Accelerated inverse design of customizable acoustic metaporous structures using a CNN-GA-based hybrid optimization framework

Abstract

A key challenge in sound-absorbing structure design is the effectively inverse generation of structure capable of achieving high absorption at desired frequencies. As the two of the most commonly used methods in inverse design, trial-and-error and traditional topology optimization suffer extensive computational costs. In this work, we develop a CNN-GA hybrid optimization framework that combines the advantages of the traditional heuristic algorithm with emerging machine learning technology to accelerate the inverse design of a random sound-absorbing structure called metaporous with only 30mm thickness based on the sound absorption in diffuse field. The finite element method (FEM) simulation is applied to calculate the sound absorption coefficients of randomly generated metaporous structures. The numerous data obtained from the FEM simulation are input to the convolutional neural network (CNN) model for training the network. The well-trained CNN model, of which generalization ability is validated by a testing set, is coupled with a genetic algorithm (GA) for accelerating the iterative evaluation of the objective function in inverse design.

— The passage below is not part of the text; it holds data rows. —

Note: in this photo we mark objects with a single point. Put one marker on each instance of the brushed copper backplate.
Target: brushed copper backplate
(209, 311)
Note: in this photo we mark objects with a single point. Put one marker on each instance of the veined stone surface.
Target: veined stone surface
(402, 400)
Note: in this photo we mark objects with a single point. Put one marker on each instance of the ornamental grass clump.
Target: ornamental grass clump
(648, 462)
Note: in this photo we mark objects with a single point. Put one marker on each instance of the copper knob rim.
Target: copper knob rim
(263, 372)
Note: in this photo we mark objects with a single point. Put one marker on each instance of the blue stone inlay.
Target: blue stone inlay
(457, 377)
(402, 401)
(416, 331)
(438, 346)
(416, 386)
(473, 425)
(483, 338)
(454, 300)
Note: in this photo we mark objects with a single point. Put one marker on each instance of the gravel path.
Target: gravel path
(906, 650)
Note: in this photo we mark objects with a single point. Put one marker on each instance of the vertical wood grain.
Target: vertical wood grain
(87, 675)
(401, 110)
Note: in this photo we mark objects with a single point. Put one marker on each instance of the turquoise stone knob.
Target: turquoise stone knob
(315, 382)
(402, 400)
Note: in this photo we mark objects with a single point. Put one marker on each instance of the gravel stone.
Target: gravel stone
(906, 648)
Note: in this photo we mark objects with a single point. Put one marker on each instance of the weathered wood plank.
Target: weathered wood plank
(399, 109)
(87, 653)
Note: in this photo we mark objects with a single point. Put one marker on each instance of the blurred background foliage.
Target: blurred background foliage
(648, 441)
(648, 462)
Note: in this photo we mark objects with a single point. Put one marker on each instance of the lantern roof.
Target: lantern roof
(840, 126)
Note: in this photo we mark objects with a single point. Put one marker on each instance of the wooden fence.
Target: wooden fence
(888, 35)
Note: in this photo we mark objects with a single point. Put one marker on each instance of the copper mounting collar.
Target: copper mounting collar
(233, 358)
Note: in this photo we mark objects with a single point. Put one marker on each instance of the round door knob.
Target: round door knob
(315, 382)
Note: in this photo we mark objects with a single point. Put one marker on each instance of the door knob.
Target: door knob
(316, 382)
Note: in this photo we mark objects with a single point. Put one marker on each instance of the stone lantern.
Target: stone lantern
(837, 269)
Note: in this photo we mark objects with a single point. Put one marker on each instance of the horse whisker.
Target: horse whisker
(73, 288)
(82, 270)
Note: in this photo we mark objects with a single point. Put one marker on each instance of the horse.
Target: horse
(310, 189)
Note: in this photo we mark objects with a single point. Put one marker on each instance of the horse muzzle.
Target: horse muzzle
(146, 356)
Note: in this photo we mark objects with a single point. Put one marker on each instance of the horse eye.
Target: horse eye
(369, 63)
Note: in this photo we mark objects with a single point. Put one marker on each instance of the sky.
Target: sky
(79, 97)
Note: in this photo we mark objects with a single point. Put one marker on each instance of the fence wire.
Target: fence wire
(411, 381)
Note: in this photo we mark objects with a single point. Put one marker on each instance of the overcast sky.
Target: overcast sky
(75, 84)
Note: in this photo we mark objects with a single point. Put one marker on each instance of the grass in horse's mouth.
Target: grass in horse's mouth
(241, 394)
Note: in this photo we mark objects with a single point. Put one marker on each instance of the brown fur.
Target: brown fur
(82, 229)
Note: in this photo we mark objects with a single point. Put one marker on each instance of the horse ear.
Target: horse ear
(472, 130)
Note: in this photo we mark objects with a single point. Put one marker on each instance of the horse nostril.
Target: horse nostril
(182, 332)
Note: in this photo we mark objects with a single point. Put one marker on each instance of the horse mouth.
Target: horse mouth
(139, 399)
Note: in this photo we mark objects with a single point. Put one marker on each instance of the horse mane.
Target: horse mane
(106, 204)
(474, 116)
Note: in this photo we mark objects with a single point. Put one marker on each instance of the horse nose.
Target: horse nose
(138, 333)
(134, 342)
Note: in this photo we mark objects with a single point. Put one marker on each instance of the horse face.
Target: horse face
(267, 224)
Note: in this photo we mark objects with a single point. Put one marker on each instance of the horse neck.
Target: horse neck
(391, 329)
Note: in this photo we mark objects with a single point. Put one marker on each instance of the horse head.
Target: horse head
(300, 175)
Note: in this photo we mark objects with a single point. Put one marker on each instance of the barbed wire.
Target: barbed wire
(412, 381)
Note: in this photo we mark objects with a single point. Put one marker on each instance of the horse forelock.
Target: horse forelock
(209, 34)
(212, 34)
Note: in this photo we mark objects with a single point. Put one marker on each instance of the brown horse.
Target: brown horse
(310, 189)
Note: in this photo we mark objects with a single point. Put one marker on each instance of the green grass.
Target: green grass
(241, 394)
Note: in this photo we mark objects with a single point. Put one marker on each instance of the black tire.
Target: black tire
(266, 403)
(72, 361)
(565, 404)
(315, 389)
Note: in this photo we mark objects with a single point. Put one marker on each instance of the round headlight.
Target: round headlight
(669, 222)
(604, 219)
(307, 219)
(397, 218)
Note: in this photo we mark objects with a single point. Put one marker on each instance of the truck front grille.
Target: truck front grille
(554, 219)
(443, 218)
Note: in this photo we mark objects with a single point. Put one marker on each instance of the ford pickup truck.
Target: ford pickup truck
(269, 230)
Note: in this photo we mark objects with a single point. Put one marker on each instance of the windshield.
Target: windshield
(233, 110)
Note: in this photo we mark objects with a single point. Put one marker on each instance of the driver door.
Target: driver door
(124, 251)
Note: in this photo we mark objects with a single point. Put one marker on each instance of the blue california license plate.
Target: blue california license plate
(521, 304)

The proposed inverse design framework leverages the accelerated GA to generate near-optimal metaporous structures of various tailored absorption peaks typically in roughly 5 s to 30 s on average. The numerical results show that the proposed CNN-GA hybrid optimization framework works several orders of magnitude faster than the conventional single algorithms in inverse design of metaporous, on the condition that accuracy is ensured. In addition, an impedance tube measurement is performed to validate the proposed method. This work brings forward a new inverse design method for metaporous materials and brings out the immense potential of combining the meta-heuristic algorithm and machine learning.